Here's a conspiracy theory for ya. These people know what they're doing. It's a form of dialectic in which you implant ideas and let them take on a life of their own. It also allows you to gradually move people to your point of view, by posing radical and then sensible positions, slowly shifting the sensible position ever closer to the radical view that you hold. In the past few weeks we have seen the left proffer a range of conspiracies about the war--Howard Dean and the Bush-knew-911 theory; Madeline Albright and the Osama capture theory; and now the Saddam capture theory from McDermott et al. Hillary Clinton has also put a wild theory or two out there from time to time, as have Dennis Kucinich, Cynthia McKinney, Michael Moore, etc. In the pols' cases, most of the time they proffer the theory only to meet criticism. They retreat from the theory, but it now has a life all its own. It feeds on tenuous connections, and is sustained by a certain lack of critical thought or examination from those who find it appealing.
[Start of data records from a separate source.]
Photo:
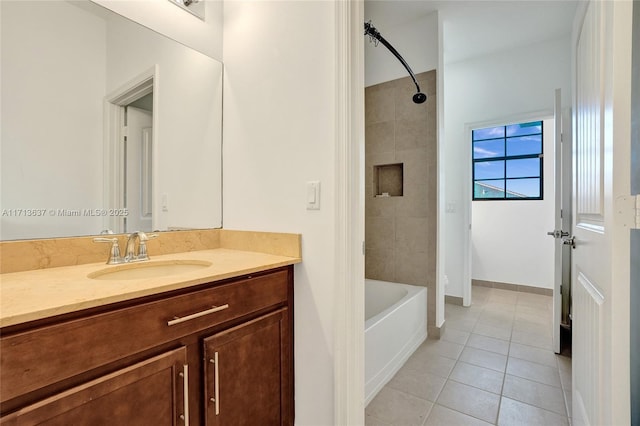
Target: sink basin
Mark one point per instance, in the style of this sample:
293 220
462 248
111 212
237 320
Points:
136 271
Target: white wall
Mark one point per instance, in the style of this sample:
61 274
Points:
168 19
416 41
491 88
279 132
40 41
509 238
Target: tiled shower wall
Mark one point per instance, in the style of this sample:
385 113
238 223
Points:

Others add to it, a blogger here, a DU poster there, and it all at one time had the imprimatur of a real, live politician or national leader.
It's an effort to sap resolve and sway the easily persuadable that the war is a sham, that there is no victory and no good in it, that the administration is untrustworthy and should be removed.
You think I'm nuts? Then explain why the Dems and lefties keep doing it. Paranoia alone does not explain their actions, though it does go some distance down the road. Why do they spout theories they know will get them criticized, and that they know have no basis in fact?
MORE: Or maybe some Democrats have simply chosen to side with the terrorists.
UPDATE: And now Albright is backpedalling. That's how it works--float the theory, then disown it. Before long she'll float another one, then disown that. But the net effect is that the theory is out there, giving credence to the truly wacky left and playing right into the hands of the Arab street that people like Albright care so much about not offending.
Either people like Albright and Dean know what they're doing, or they're simply paranoid idiots. Take your pick.
MORE: Maybe this is what La Hood was talking about. US troops wrapped Saddamite villages in barbed wire and swept up the males, interrogating them whether or not they knew where Saddam was. This was in early December. By mid-December, the 4th ID had its man. The tactic was, of course, offensive to liberals. If we listened to them, Saddam would still be in his spider hole, and we would still not have all those papers he carried that led to a slew of arrests.